Express vs Standard workflows

It's important to choose the right type of Step Function for your workload. Refer to the official Execution Guarantees documentation for more information.

Amazon States Language (ASL)

Step Functions are configured declaratively with a JSON document structured according to the Amazon States Language (ASL) JSON specification. This JSON document specifies distinct States and transitions between them using JSON Path to select, filter and transform data.

{
"StartsAt": "Start",
"States": {
"Start": {
"Type": "Pass",
"Parameters": {
"result": "hello world"
},
"End": true
}
}
}

These State Machines have many use-cases, such as long-running workflows involving both machines and humans, or as a way to implement a backend REST or GraphQL API. They are general purpose and abstract enough to represent any job, but the developer experience of writing JSON documents is verbose and error-prone.
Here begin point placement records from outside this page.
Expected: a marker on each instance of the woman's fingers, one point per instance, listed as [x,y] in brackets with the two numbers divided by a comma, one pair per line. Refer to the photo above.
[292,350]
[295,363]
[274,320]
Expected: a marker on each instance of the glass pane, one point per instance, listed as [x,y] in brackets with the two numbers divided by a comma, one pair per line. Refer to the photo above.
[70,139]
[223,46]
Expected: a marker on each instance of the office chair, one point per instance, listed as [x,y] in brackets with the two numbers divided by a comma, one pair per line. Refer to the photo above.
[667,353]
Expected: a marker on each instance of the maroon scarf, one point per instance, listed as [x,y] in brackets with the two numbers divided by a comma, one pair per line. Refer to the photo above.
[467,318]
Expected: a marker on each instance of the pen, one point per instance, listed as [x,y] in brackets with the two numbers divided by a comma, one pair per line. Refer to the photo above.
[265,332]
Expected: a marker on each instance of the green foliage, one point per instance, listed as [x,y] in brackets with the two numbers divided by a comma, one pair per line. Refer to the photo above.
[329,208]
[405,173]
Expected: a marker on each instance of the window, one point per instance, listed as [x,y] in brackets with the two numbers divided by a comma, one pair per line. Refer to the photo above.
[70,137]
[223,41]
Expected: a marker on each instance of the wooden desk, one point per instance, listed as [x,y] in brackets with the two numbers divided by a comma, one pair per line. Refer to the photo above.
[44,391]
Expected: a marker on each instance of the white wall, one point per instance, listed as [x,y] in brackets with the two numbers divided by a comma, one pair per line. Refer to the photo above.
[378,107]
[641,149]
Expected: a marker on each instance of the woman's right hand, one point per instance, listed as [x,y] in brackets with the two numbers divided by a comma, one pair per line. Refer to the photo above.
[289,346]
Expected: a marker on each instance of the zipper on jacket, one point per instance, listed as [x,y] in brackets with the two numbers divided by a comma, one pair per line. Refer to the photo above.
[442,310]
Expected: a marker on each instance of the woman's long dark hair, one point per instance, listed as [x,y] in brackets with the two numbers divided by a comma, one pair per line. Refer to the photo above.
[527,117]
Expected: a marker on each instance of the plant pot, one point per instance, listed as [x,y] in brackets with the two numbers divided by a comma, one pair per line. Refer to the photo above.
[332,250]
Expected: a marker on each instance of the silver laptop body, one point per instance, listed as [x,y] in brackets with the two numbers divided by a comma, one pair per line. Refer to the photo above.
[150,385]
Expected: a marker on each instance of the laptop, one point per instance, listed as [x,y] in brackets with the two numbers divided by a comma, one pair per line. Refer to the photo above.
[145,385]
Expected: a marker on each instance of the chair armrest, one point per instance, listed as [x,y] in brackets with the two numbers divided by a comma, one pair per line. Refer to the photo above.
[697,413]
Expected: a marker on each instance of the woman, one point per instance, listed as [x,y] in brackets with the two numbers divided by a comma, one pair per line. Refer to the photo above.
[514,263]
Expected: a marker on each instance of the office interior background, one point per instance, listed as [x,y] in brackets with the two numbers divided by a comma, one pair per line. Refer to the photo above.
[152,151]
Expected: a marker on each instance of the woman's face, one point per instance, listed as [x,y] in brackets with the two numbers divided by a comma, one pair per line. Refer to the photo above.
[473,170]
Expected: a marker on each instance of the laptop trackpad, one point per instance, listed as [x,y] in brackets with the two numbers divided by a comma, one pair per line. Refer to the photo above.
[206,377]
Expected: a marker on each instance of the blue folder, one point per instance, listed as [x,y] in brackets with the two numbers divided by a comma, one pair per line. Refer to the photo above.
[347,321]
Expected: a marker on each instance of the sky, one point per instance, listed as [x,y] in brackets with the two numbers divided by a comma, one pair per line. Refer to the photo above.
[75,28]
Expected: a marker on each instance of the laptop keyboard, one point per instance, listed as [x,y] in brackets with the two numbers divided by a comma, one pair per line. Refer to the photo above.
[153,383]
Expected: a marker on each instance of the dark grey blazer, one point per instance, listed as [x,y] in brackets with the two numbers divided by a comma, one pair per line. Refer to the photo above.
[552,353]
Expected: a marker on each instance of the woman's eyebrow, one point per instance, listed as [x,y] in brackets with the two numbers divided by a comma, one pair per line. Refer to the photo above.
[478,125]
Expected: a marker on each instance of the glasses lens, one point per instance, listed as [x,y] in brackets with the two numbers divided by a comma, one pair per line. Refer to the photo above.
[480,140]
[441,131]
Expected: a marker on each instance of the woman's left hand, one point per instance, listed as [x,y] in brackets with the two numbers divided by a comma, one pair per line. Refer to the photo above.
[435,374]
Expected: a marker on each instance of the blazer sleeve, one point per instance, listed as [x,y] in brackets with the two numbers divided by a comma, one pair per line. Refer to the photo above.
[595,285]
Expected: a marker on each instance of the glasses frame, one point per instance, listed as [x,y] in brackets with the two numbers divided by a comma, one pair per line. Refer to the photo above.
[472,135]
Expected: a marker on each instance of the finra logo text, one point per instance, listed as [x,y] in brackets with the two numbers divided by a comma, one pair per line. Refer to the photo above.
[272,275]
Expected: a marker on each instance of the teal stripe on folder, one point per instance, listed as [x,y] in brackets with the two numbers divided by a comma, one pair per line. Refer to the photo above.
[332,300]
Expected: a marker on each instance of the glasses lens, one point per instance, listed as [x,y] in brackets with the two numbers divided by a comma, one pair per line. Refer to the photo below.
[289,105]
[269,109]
Generate ASL from TypeScript Code

Functionless automatically generates the ASL (and any IAM Policies) directly from your TypeScript code, enabling you to leverage the operational benefits of Step Functions using ordinary control-flow such as if-else, for, while, etc.

const serviceCall = new Function(
scope,
"serviceCall",
async (input: string) => {
console.log(input);
}
);
new StepFunction(scope, "F", async (payload: { property?: string }) => {
if (payload.property) {
SFN.waitFor(10);
await serviceCall(payload.property);
} else {
throw new Error("missing property");
}
});

Wrap an existing State Machine

There are cases in which you want to integrate with an existing State Machine.

To achieve this, use the StepFunction.fromStateMachine or ExpressStepFunction.fromStateMachine utilities to wrap existing aws_stepfunctions.StateMachines.

import { aws_stepfunctions } from "aws-cdk-lib";
import { StepFunction } from "@functionless/aws-constructs";

const myMachine = StepFunction.fromStateMachine<{ name: string }, string>(
new aws_stepfunctions.StateMachine(this, "MyMachine", {
...
})
);

const myExpressMachine = ExpressStepFunction.fromStateMachine<{ name: string }, string>(
new aws_stepfunctions.StateMachine(this, "MyMachine", {
stateMachineType: aws_stepfunctions.StateMachineType.EXPRESS,
...
})
);

A wrapped function annotates the type signature of the StepFunction and makes it available to be called from Functionless Constructs.

danger

Incorrect State Machine (104) will be thrown when the wrong StateMachineType is used with the wrong Functionless StateMachine or ExpressStateMachine.

The invocation contracts for the types of state machines and permissions to grant are different so we have separated them.